Cryo-electron microscopy sheds new light on batteries
By Tom Fleischman
The interface of the solid anode and the liquid electrolyte plays a crucial role in the performance of a lithium-metal battery, but characterizing the processes that happen at that intersection has been a challenge.
To study the surface of the anode, generally the liquid electrolyte is removed and the surface is washed and dried before analysis. But this washing and drying fundamentally changes the structure and chemistry of the interface; to get an accurate picture of the interface, it must be viewed in its natural state.
Researchers in the lab of Lena Kourkoutis, assistant professor of applied and engineering physics, have developed and demonstrated a technique for direct visualization of solid-liquid interfaces in an effort to better understand a major problem with Li-metal batteries: dendrite growth on the anode, which can cause short-circuiting and, in extreme cases, catastrophic battery failure.
Michael Zachman, Ph.D. ’18, a member of the Kourkoutis lab, is lead author of “Cryo-STEM Mapping of Solid-Liquid Interfaces and Dendrites in Li-Metal Batteries,” which will publish Aug. 15 in Nature.
Key contributions were made by the lab of Lynden Archer, the James A. Friend Family Distinguished Professor of Engineering in the Smith School of Chemical and Biomolecular Engineering. Zhengyuan Tu, Ph.D. ’17, and Snehashis Choudhury, Ph.D. ’18, both of the Archer group, constructed and analyzed the performance of the batteries used in the study.
The method developed by Kourkoutis’ lab involves rapid freezing of the electrolyte on the electrode, and a suite of cryogenic microscopy techniques to analyze the morphological, chemical and structural information at the solid-liquid interface. This work has implications for systems well beyond energy storage, the researchers say.
“The technique we developed really just allows us to have an undistorted view of what is going on at these very complex interfaces,” Kourkoutis said. “And that is key in order to understand not only that particular interface, but also the implications of the reactions or processes that occur.”
Kourkoutis said this work was inspired by her experience in a biology lab at the Max Planck Institute in Germany, where she used a method called cryo-FIB (focused ion beam) to look at processes inside cells. At Cornell, her group adapted cryo-FIB for solid-liquid interfaces and combined it with cryo-STEM (scanning transmission electron microscopy) to access the intact structure of dendrites at the nanoscale.
For this work, coin cell batteries were opened and the electrode immediately plunged into a cryogen to rapidly freeze and preserve the structure. Zachman, who prepared the samples and performed the experiments, discovered two distinct types of dendrites on the anode surface: Type I was relatively large (approximately 5 microns across) with low curvature; type II was hundreds of nanometers thick and tortuous.
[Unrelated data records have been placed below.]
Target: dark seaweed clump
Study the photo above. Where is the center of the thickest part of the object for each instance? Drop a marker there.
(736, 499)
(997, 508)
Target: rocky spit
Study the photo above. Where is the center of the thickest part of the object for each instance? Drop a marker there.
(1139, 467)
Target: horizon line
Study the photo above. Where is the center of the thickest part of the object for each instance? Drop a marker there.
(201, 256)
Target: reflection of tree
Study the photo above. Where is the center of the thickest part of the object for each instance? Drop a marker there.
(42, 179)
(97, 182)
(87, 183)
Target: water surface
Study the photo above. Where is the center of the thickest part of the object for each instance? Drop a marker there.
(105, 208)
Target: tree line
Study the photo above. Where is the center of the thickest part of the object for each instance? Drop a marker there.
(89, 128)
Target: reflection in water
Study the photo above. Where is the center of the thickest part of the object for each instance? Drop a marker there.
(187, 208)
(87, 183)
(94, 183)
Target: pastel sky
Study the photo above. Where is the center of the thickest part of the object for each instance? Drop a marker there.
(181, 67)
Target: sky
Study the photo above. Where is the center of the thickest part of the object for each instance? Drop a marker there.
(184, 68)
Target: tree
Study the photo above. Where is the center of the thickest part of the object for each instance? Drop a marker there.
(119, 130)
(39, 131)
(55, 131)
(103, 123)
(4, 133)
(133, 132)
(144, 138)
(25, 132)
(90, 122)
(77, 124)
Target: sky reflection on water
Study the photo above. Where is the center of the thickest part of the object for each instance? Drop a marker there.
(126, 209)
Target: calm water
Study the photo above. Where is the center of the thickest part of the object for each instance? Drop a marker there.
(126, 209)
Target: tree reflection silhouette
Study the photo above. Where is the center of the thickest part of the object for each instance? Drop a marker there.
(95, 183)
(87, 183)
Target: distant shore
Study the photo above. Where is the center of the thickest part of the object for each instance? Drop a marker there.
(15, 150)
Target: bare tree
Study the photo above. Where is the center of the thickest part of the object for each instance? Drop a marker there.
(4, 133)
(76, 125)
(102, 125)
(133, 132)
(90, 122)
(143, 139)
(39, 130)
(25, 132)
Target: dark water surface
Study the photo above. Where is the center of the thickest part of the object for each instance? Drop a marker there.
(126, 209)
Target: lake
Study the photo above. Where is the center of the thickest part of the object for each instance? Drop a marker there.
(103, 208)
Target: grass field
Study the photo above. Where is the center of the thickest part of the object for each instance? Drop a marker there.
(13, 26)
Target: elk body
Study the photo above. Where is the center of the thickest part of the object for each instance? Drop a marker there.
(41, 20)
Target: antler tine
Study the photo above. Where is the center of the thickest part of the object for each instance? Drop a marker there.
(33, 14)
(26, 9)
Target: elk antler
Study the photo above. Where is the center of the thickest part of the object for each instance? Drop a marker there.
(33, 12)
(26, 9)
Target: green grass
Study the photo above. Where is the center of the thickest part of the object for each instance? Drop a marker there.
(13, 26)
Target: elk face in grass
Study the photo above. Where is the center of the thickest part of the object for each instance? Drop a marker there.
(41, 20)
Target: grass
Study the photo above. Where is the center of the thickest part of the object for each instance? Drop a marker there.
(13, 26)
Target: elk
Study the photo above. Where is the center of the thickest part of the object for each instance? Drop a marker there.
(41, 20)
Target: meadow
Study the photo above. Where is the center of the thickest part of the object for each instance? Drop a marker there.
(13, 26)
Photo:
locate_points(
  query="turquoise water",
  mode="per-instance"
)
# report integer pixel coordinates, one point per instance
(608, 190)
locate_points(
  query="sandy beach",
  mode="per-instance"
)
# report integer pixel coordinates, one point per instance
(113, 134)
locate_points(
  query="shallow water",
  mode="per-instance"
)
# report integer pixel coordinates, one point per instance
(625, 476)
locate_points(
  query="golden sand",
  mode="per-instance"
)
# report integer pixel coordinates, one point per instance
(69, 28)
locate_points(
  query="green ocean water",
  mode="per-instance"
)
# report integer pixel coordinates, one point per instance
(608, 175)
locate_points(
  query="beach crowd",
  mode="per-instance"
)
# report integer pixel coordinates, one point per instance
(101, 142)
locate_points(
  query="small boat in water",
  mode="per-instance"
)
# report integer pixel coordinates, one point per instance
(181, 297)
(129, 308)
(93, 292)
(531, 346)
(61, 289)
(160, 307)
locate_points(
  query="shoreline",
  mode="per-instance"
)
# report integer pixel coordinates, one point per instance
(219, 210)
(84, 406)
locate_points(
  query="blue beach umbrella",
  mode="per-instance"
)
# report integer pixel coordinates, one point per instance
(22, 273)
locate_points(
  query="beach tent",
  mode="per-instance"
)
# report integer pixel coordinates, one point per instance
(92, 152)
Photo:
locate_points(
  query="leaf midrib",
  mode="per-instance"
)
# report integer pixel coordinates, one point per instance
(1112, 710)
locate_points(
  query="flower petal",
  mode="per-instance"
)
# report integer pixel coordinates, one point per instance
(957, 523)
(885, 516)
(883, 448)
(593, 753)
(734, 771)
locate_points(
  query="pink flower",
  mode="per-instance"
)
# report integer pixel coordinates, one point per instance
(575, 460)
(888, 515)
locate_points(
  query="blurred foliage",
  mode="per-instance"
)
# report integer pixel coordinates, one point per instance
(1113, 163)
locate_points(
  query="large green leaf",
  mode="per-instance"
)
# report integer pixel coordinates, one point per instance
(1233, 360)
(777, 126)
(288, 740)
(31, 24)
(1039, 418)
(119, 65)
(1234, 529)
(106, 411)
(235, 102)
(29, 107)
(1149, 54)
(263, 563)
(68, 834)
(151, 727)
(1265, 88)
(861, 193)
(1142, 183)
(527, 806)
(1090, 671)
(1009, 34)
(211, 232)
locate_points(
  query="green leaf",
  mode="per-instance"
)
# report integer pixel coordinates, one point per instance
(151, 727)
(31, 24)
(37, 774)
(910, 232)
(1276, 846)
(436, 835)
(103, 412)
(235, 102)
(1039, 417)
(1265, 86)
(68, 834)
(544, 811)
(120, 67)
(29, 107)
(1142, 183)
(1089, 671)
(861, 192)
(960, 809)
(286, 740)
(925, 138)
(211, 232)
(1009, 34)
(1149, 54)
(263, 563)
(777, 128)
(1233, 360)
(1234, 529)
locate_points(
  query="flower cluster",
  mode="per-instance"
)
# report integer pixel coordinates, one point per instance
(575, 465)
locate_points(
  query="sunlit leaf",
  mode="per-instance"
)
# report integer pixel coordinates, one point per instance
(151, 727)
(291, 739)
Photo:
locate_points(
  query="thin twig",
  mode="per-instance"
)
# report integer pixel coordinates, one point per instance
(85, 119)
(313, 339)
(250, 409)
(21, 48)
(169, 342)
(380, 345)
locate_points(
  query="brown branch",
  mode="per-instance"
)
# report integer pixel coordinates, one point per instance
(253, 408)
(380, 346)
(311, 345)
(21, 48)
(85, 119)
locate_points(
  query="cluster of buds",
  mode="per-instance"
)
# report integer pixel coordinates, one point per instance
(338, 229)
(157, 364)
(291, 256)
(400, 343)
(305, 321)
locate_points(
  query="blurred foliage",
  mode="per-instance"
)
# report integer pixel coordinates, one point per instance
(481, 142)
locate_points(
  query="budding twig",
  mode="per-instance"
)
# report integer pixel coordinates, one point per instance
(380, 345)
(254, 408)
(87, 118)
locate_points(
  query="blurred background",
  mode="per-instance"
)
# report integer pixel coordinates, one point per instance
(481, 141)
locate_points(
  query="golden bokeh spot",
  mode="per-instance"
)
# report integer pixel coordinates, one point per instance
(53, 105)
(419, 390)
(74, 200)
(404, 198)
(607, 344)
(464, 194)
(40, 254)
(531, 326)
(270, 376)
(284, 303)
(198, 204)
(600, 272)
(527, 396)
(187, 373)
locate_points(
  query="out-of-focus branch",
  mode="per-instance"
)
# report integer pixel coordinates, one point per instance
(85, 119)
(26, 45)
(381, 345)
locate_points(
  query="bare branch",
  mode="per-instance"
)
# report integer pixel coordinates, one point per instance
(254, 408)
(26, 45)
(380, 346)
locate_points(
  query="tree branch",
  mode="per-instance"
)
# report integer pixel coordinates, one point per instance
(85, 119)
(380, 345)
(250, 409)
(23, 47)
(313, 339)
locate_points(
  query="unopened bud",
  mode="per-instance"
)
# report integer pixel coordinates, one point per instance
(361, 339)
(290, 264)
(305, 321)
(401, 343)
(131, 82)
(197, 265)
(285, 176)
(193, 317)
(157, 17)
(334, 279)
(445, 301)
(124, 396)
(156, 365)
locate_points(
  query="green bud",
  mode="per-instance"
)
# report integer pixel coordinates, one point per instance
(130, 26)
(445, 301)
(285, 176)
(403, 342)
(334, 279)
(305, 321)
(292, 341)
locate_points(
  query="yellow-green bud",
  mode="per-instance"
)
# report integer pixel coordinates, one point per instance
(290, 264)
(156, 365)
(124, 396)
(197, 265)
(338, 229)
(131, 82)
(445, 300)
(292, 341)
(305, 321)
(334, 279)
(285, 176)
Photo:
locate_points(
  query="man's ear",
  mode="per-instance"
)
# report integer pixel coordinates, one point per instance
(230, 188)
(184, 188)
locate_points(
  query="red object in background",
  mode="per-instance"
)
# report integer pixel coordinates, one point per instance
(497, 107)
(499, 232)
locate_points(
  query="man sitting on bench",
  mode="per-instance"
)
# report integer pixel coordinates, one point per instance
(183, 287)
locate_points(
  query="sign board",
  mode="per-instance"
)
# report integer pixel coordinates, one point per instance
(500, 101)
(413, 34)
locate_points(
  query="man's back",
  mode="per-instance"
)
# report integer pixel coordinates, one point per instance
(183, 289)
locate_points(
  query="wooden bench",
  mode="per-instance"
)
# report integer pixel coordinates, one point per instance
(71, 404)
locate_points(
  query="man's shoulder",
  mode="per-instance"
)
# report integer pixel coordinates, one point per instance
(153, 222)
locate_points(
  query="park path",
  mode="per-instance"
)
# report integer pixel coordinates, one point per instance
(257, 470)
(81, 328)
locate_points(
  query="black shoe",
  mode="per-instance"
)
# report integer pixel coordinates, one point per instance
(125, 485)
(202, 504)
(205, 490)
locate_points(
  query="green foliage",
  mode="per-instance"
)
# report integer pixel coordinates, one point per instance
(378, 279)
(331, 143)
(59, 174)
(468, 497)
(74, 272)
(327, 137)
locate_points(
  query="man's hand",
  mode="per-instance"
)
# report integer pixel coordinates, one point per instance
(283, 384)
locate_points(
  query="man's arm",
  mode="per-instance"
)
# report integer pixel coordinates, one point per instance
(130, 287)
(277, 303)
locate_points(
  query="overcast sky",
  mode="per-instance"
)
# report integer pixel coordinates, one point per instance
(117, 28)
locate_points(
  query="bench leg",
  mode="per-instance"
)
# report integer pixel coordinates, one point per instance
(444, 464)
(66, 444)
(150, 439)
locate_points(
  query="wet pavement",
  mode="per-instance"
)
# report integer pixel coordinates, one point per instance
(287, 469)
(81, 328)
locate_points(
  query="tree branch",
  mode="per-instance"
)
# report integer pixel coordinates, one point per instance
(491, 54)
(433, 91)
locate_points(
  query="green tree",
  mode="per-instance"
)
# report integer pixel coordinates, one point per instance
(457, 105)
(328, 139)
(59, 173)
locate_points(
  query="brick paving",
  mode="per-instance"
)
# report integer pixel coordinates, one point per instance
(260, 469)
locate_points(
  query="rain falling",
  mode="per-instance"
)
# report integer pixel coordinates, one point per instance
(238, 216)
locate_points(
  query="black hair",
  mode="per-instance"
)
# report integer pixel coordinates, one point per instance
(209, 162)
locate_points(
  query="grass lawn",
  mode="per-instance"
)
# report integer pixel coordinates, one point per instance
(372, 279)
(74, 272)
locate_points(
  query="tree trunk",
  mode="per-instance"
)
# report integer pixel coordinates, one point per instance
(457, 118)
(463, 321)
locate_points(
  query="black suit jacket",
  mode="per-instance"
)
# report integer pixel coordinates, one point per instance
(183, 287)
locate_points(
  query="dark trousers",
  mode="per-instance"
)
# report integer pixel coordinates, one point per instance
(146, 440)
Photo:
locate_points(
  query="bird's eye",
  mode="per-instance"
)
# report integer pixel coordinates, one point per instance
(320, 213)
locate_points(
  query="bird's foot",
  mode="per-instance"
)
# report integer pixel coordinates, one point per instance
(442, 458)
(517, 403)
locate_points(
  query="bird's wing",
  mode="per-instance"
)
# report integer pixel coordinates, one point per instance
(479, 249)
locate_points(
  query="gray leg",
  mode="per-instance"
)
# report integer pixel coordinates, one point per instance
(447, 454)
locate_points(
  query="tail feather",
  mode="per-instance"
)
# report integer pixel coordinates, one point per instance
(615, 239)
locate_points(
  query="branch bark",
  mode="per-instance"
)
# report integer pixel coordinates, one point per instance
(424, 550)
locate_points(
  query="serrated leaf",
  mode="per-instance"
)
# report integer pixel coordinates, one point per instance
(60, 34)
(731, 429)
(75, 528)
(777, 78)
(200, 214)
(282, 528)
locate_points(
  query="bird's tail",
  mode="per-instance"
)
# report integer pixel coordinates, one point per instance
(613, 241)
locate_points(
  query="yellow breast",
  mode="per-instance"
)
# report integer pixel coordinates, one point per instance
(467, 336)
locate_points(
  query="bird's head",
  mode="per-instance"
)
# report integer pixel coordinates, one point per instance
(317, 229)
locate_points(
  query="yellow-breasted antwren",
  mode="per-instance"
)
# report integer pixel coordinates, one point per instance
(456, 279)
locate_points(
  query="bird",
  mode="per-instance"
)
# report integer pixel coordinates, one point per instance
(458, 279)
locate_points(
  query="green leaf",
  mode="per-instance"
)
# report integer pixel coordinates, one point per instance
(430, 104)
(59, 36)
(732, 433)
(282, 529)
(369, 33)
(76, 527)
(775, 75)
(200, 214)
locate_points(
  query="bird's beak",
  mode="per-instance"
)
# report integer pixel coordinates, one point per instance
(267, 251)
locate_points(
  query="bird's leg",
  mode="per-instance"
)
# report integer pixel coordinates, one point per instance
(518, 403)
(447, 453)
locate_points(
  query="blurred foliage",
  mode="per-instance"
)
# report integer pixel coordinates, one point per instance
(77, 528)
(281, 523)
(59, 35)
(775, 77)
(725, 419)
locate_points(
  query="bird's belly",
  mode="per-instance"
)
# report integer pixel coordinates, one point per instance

In addition, the type I dendrites displayed an extended solid-electrolyte interphase (SEI) – a soft layer thought to be a precursor to dendrite growth – approximately 300 to 500 nanometers thick, much larger than has been previously observed. Discovery of this layer – which the study suggests is mostly lost during the washing and drying necessary in traditional analysis – signals that more lithium is irreversibly lost to the SEI layer than previously thought.
The group’s technique also revealed that the type II dendrites were composed of lithium hydride. “Only dendrites composed of lithium metal were assumed to be in batteries,” Zachman said, “and now we see that there are actually lithium hydride dendrites present as well, and they should have significant performance effects on the battery.”
Archer said these discoveries should help provide “important clues about how one might approach chemical design of battery electrolytes.”
The collaboration between the Kourkoutis and Archer groups stemmed from a joint proposal written to secure $2.7 million from the National Science Foundation to obtain the scanning transmission electron microscope used in this research.
“This is an outstanding demonstration of the legacy of radical collaborations that have come to define materials science research at Cornell, and which differentiate Cornell from its peers as the place to do such work,” Archer said.
This work was supported by grants from the National Science Foundation, the Packard Foundation and the Department of Energy. It made use of the Cornell Center for Materials Research Shared Facilities, an NSF Materials Research Science and Engineering Center, as well as the KAUST-CU Center for Energy and Sustainability, which is supported by a grant from the King Abdullah University of Science and Technology. Additional support came from the Kavli Institute at Cornell for Nanoscale Science and the Energy Materials Center at Cornell.